Unhireable. It was one word, but my 13-year-old brain told me it meant I had no redeemable qualities to be a productive member of society.

I wasn’t told I could improve or that I might have something else to offer in another field. In my mind the war was over. Anxiety won. I lost.

But the war wasn’t over.

I just needed reinforcements. My mom joined the frontline and tried to explain the diagnoses I had to deal with, ADHD and anxiety. The teacher told my mom that she didn’t believe it and I was being manipulative as a way to avoid work. 

Mom knew better.

The teacher went on to retire after decades of teaching.

I went on to leave that school district and enroll in Epic Charter School, but that one word was still there. Unhireable. Always in the background of the battle in my mind.

It took some time for me to realize that the old wound was still there.

Thankfully, now I’m properly medicated and know how wrong she was. Sometimes I still struggle with feelings of self-doubt, and the dogs of the internal war start howling.
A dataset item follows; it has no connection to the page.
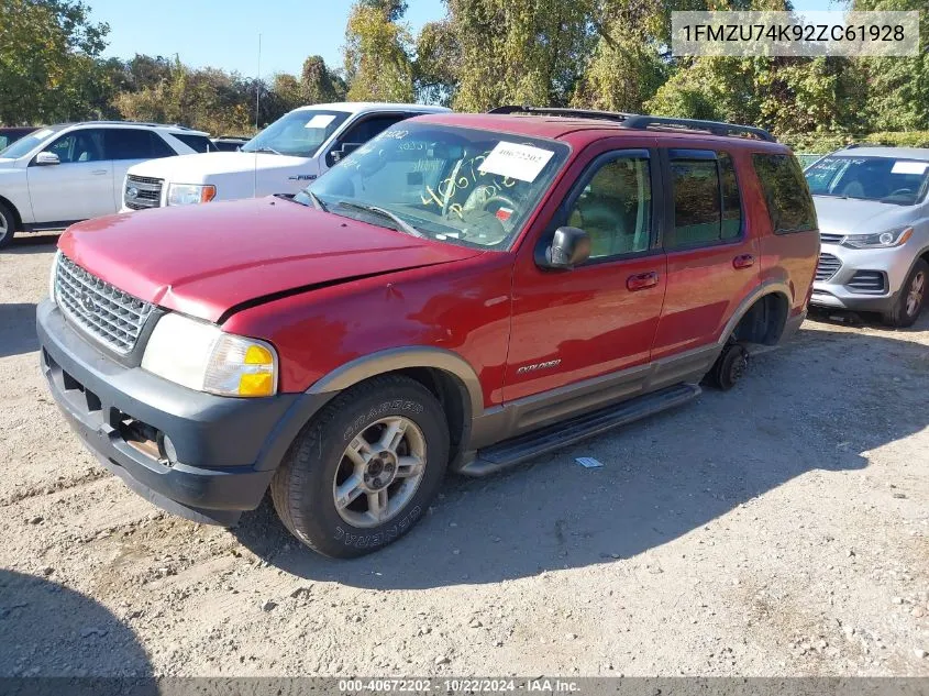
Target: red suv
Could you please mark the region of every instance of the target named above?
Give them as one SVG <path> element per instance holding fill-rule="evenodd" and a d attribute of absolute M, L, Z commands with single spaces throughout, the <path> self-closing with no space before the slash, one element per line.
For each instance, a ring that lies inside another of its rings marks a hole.
<path fill-rule="evenodd" d="M 148 500 L 232 524 L 270 488 L 354 556 L 483 475 L 731 386 L 806 314 L 816 213 L 765 131 L 505 108 L 399 123 L 296 197 L 62 235 L 55 399 Z"/>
When the self-hate sirens sound, I am now able to pick myself back up and remember that I’m not the bad person that my teacher had convinced that I was.

I just need a little extra help sometimes. 

I now realize that everyone has their limitations and circumstances and that being quick to judge them will only make the problem worse. I’ve also learned to ignore those who make opinions about things they know nothing about and to be patient with those who struggle with things that come easily to me.